Se ha vuelto bastante común evocar el periodo de entreguerras como paralelo histórico de nuestra situación contemporánea. Pero la historia no contiene repeticiones. Si los liberales autoritarios se aliaron (aunque fuera temporalmente) con los regímenes fascistas en la década de 1930, ello se debió principalmente a la existencia de un movimiento obrero masivo cuyas expresiones socialdemócratas, anarquistas o comunistas se consideraban indistinguibles y una amenaza directa para el mundo de la propiedad y el capital. Desde esta perspectiva, la analogía histórica se queda corta. Pero si se puede extraer una lección histórica, ésta consiste en el hecho de que no existe una incompatibilidad inherente entre liberalismo y autoritarismo. Hoy en día, el autoritarismo surge en el seno del orden liberal y se acomoda sin problemas a su marco formal. Dada esta reciprocidad, un intento de socavar el autoritarismo defendiendo el propio sistema que lo produce parece una receta para el desastre.

Notas al pie
  1. En sus años de formación en el periodo de entreguerras, por ejemplo, los pioneros del marco neoliberal como Wilhelm Röpke introdujeron la noción de «intervencionismo liberal» que llegaba hasta el punto de aceptar programas de creación de empleo dirigidos por el Estado para hacer frente al persistente subempleo o desempleo.
  2. Una encuesta de 2017 mostró que más de 6 mil empresas alemanas operan en Hungría y emplean a más de 300 mil trabajadores. Todas mostraron planes de aumentar la inversión en el futuro.
  3. Hacerse de la vista gorda ante las transgresiones de las decisiones comunes europeas para mantener las apariencias no empezó con Grecia. El ejemplo de Portugal ofrece un caso anterior, aunque en menor medida. Miembro de los Estados periféricos en el epicentro de la crisis de la eurozona y, al menos oficialmente, destinado a sufrir el mismo duro proceso de austeridad que vimos en Grecia o España, Portugal consiguió de hecho eludir el tratamiento de choque de la Troika y seguir recibiendo financiación del BCE (su inclusión en los programas de compra de bonos del BCE sancionada a través de su solvencia evaluada positivamente por una única agencia de calificación) mientras que el país votaba en realidad presupuestos expansivos en contradicción directa con el sentimiento general del periodo. En este caso, la decisión de presentar a Portugal como una historia de éxito parece haber sido tan primordial para la UE que se convirtió en costumbre hacerse de la vista gorda ante sus políticas fiscales expansivas.
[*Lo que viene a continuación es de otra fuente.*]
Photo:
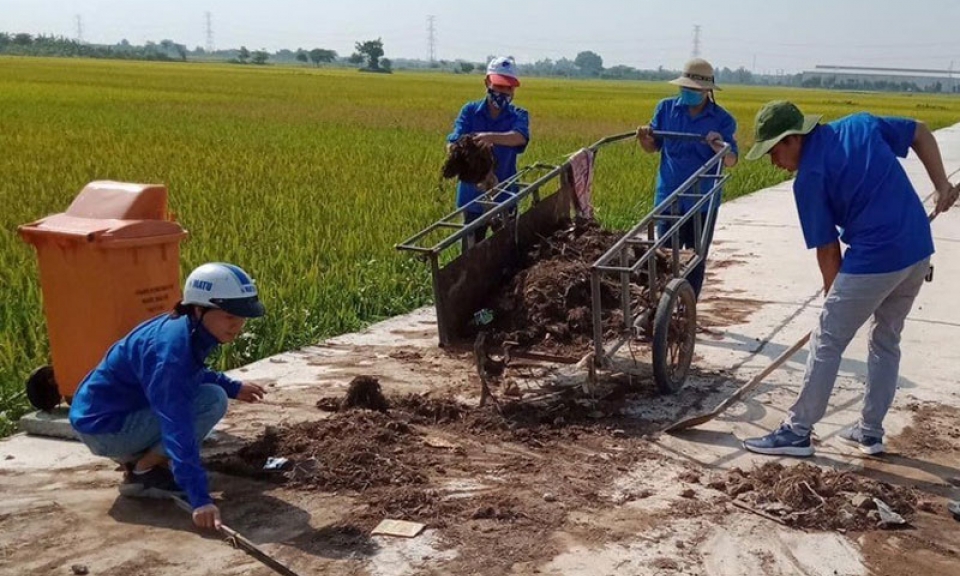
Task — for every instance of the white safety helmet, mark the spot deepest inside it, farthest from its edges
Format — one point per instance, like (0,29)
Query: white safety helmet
(503,70)
(223,286)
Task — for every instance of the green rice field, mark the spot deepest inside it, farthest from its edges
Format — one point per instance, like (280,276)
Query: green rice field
(307,178)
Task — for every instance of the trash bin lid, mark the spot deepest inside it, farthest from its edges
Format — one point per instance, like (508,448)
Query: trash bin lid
(97,230)
(120,200)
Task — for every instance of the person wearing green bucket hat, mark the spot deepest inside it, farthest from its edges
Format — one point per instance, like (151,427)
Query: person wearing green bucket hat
(694,110)
(850,187)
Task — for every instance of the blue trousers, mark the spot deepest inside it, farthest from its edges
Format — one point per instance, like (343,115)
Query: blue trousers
(141,429)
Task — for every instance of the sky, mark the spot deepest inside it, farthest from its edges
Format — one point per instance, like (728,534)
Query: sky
(770,36)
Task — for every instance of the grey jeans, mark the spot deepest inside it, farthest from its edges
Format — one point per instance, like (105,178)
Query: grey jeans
(853,298)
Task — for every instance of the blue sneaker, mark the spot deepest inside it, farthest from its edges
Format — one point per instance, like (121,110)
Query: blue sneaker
(158,483)
(854,436)
(783,442)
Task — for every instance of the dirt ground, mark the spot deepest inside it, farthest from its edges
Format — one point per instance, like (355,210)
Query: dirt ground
(546,479)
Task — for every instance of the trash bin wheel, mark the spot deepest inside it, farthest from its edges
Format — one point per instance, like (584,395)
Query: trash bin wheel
(674,335)
(42,391)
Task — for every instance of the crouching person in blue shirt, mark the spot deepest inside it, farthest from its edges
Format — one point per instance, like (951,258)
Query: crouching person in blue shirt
(496,122)
(850,187)
(151,401)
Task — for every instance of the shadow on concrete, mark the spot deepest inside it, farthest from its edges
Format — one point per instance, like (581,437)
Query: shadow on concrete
(261,518)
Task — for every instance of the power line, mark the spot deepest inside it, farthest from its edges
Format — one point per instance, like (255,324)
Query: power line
(209,29)
(432,38)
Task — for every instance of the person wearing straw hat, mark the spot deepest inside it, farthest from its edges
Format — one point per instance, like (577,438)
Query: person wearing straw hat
(496,122)
(693,110)
(851,188)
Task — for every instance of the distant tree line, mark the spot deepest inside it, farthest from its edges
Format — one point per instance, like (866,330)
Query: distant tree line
(22,44)
(369,55)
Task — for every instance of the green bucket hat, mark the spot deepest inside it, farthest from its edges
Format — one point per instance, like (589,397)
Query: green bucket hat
(775,121)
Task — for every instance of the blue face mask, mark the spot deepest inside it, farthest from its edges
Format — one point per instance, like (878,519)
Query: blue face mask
(691,97)
(498,99)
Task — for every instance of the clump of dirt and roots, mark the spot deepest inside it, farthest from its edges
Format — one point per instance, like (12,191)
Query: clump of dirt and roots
(548,303)
(501,476)
(469,161)
(807,496)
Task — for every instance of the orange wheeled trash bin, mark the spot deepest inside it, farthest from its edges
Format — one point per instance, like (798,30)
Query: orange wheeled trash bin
(108,263)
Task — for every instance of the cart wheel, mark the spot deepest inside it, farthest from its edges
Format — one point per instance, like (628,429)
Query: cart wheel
(674,335)
(42,389)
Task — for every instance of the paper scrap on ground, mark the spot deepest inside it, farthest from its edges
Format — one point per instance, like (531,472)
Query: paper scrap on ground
(398,528)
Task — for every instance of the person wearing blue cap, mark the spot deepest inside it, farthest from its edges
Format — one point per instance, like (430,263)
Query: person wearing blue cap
(493,121)
(850,187)
(694,110)
(151,401)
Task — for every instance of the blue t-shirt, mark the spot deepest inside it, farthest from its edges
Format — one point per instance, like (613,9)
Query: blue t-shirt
(158,366)
(851,186)
(679,159)
(474,117)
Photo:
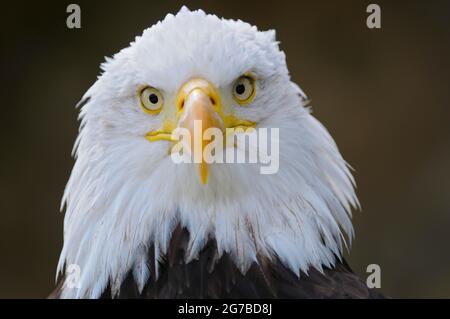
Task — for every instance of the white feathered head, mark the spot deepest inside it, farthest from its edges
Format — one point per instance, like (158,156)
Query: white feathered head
(126,193)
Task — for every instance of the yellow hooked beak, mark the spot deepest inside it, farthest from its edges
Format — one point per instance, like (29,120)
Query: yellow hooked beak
(198,102)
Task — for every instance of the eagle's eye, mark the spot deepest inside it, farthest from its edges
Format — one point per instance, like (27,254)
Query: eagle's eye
(151,100)
(244,89)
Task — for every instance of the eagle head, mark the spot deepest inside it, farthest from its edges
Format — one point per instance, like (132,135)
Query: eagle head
(126,193)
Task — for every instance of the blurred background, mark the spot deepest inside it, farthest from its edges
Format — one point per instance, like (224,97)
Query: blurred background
(383,94)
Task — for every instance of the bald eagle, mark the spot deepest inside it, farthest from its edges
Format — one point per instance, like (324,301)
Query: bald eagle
(139,225)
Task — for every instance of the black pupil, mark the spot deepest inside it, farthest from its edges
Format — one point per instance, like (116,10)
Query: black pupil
(240,88)
(153,98)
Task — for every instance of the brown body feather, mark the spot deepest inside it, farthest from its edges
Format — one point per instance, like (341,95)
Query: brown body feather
(213,277)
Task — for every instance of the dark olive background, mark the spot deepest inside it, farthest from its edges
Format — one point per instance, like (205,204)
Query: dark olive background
(383,95)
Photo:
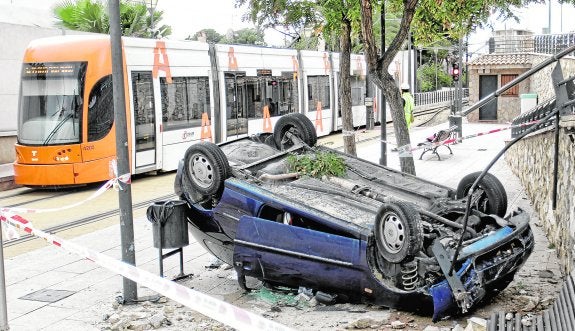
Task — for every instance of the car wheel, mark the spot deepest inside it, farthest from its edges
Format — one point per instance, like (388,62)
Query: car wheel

  4. El informe oficial de un comité independiente sobre la catástrofe concluyó inequívocamente que la no instalación de sistemas de seguridad cruciales para evitar errores humanos fue la causa del accidente ferroviario. Una investigación más profunda demostró que Grecia ya había recibido más de 800 millones de euros de fondos europeos desde 2014 para mejorar, entre otras cosas, «la interoperabilidad y la señalización de los ferrocarriles», pero el Estado griego no había cumplido sus obligaciones. Pocos días antes del accidente, la Comisión Europea había anunciado su decisión de llevar a Grecia ante el Tribunal de Justicia de la UE precisamente por este incumplimiento.
  5. Un ataque similar contra los datos científicos proporcionados por el programa de vigilancia medioambiental Copernicus también fue expresado por funcionarios del gobierno. Sin embargo, dado que este programa está gestionado por la Comisión Europea, la posibilidad de ponerlo bajo el control directo de sus ministerios no era una opción real.
  6. Las cuentas para alcanzar la mayoría de 3/5 no cuadraban. Con 27 miembros en la Conferencia, el precedente constitucional exigiría 17 votos para alcanzar una decisión mayoritaria (27×3/5= 16.2). En su lugar, se declaró que 16 votos eran suficientes.